Sadakat mi, liyakat mi ağırlıklı tercih olarak görecek.
Partilerin;
Genlerinde var olan ve daima da devamından yana zihniyet üretilir Sadakat ön koşul diye.
Şimdi;
Bu düşüncenin penceresinden baktığınızda.
Hele bir de;
Başbakan Erdoğan'ın "zemin arayışı" içerisinde olduğu Başkanlık sistemi göz önüne getirildiğinde.
Bu seçimde yer alacak;
Aktörlerin ekseriyeti "sadakat" karakterleriyle var olacaklar.

* * *

Malum;
Meclis şuan "parmak" hesabıyla, kendini idame ediyor.
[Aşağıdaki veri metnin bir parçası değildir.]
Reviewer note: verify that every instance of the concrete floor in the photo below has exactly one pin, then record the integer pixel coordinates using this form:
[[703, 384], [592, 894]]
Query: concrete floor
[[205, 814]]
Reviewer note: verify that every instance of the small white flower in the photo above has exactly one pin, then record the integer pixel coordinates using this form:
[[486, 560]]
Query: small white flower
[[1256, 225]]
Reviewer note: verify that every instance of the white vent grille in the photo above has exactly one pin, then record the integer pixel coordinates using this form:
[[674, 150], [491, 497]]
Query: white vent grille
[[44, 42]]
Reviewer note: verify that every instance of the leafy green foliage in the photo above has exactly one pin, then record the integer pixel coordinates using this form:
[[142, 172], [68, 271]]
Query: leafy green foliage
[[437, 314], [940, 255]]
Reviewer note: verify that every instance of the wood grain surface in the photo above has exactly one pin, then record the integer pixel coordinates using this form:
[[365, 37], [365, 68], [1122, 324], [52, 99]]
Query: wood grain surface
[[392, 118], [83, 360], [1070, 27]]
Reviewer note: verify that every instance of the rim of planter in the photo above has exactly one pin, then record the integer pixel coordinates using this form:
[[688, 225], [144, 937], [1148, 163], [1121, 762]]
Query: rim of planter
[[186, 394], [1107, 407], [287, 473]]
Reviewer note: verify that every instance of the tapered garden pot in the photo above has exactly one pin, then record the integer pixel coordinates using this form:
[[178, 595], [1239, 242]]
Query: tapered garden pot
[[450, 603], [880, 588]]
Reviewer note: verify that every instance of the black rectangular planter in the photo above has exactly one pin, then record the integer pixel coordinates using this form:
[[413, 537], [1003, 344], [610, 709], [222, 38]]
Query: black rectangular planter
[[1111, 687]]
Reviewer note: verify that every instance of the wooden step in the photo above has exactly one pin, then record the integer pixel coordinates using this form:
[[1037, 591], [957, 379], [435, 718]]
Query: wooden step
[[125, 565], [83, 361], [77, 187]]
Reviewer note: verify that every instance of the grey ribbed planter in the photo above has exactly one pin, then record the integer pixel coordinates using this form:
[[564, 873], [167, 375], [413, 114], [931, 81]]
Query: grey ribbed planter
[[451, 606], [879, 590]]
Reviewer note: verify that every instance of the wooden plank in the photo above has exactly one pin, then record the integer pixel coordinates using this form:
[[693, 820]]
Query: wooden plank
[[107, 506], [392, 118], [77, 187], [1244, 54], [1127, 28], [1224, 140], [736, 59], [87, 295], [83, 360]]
İşlevselliği bu seyirde icra edildiği için;
Üstadın ifadesiyle "liyakat çok da önemli bir meziyet değil" bu devirde artık.
Demek ki;
Sadakati yüksek adaylar için artı avantaj. Sadakat ehli; hadi yine iyisiniz!
İbre sizden yana.
Ama;
Benim ve Diyarbakır ahilisinin gönlünde; "elbette ki" sadakat, ama liyakat ta şart olmalı.
Hadi gelin;
Yüzyılın seçiminde adaylar için ilk koşul "liyakat" ikinci şık da "sadakat" olsun.
Ki,
Diyarbakır’ın "kanayan hadiseleri" hem ehil ifadelerle anlatılsın.
Hem de sadakatle sahiplenilsin.
Hem de,
Parti liderlerine "dün sağda iken" bugün solda olabilirim düşüncesi hasıl olmasın.